Hi!

Indeed, if you use segments, the assembler does not know the absolute address 
of any reference and has to leave this stop to the linker. But you don't need 
to use segments. segments are just to make a linker step 
possible (and necessary).

If you use the .org directive for defining you variables and to place your 
code, all references have a dedicated absolute address at assembly time and the 
assembler should not generate any relocation entry. So no 
linker is needed at all. It IS possible to generate a complete program 
including vector table and such this way. But it is not as comfortable as it is 
with linker.
Of course the labels are exported anyways to tell them to the linker if the 
code shall be linked together with other object files.
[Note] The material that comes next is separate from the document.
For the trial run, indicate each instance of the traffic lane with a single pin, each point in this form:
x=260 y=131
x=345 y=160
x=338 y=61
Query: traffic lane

for example, the source code

.org 0x0200
var1:   .dw 0
var2:   .db 0
var3:   .db 0

.org 0xe000
main:   mov.b var3,#1
        mov var1, var2
end:    jmp end

.org 0xfffe
reset: .dw main


should produce a fully functionable program, resulting in #0x100 at 0x0200 (ram 
area, I think)

The code above is just a rough example. The mnemonics are likely not correct 
(I'm not an assembler programmer and I've just written it without any look into 
a reference book), but it should be clear enough to get the 
point.
The only thing is that the resulting binary file would be almost 64k sized 
(0x0200 to 0xFFFF)and must be split somehow to cut-out the really flashable 
portions. And to remove the additional info the assembler puts 
into the output file for the linker and/or the debugger.

JMGross


----- Ursprüngliche Nachricht -----
Von: Przemek Klosowski
An: [email protected]
Gesendet am: 14 Aug 2009 03:58:04
Betreff: Re: [Mspgcc-users] Unexpected output from msp430-gcc assembler (simple 
problem?)


>
> As long as you do not have unknown symbols (e.g. if you only have one
> single source file, a contiguous block of code and no libraries), you don't
> really need the linker. There shouldn't be any unresolved external
> symbols.


There has to be a link step. I checked that both forward and backward
references to labels the OP used are recorded in the ELF object file as
relocations. This makes sense, because the linker must relocate the segments
according to the target system memory map, so that the value of the labels
changes and the addresses must be adjusted----unless the assembler was able
to provide the final relocation itself which no one so far seemed to know
how to do.

Bottom line: go along with the way toolchain wants to work. Number one
recommendation is to use inline assembly in C and let the gcc driver execute
the required toolchain sequence. Barring that, use explicit assemble and
link steps.

Thanks to JMGross for a good overview of the linking step, btw!